Chirped pulse amplification is the technique used in WCUS to produce our amplified laser pulses, which we use to perform ultrafast spectroscopy across the electromagnetic spectrum. As an example of the extreme intensity now routinely available, this video shows the focussed laser beam output producing a plasma (white ball, bottom right). The "buzz" on the video is the sound of the laser creating a mini explosion 1000 times per second. In addition to glowing, the plasma acts as a non-linear source of light, hence the blue/white/red glow on the top left. Thanks to Dr Mick Staniforth & Connor Mosley for the video.
We would like to invite you to the University of Warwick in December to a workshop on terahertz (THz) science and technology, with the theme "THz Instrumentation and Applications". The scientific and technical session of talks and posters will be on Tuesday 11th December, with a welcome dinner on campus the night before (Monday 10th).

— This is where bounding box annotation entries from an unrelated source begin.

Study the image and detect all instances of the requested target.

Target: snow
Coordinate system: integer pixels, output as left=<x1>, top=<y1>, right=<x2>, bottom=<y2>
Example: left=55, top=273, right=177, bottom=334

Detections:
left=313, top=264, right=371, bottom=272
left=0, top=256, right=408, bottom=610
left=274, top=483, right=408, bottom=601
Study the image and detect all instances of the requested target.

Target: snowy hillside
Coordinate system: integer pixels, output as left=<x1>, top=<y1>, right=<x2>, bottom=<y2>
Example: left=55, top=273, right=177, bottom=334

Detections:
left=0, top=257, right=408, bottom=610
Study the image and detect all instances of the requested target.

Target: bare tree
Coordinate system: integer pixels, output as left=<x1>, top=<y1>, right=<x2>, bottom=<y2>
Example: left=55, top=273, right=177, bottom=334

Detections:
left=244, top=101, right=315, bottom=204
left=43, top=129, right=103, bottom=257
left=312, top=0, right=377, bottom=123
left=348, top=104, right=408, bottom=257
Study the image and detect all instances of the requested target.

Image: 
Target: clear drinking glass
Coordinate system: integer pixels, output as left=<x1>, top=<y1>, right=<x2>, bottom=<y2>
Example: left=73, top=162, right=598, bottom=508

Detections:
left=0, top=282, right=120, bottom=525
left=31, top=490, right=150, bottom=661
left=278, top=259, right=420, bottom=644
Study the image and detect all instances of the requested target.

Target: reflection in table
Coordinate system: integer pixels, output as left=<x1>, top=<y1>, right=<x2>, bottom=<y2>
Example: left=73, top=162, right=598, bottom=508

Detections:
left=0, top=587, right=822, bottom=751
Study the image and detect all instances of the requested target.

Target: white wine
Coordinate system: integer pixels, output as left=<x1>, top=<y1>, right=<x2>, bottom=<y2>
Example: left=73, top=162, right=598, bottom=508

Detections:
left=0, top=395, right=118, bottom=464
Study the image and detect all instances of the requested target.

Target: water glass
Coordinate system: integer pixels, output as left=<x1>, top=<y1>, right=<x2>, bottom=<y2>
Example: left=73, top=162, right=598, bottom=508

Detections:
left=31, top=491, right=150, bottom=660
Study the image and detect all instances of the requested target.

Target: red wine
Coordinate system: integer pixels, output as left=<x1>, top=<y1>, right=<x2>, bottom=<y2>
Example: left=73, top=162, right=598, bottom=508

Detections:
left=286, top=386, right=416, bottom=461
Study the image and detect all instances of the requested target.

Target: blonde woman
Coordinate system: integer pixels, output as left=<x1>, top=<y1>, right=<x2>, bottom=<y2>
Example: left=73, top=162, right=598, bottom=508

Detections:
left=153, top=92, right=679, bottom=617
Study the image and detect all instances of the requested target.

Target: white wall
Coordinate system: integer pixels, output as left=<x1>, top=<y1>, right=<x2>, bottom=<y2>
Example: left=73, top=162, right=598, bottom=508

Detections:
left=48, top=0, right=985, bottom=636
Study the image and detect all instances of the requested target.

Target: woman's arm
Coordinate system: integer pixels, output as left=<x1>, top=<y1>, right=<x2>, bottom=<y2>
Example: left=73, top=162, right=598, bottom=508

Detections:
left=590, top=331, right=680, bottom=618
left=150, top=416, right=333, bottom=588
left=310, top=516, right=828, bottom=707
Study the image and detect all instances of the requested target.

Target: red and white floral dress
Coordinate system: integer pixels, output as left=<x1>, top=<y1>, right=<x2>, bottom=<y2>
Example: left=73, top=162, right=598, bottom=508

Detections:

The event is being organised by Emma MacPherson & James Lloyd-Hughes in Warwick, with help from some of the previous EPSRC Teranet network steering group. Registration and the programme are available here.
Results from one of our PhD students, Maurizio Monti, have just been accepted for publication in J. Phys. Chem. C. Well done to Maurizio on his first paper, and the first paper from the optical-pump THz-probe (OPTP) spectroscopy beamline at WCUS. In this work we have used OPTP to study how rapidly the energetic carriers in a perosvkite semiconductor relax in energy within their bands.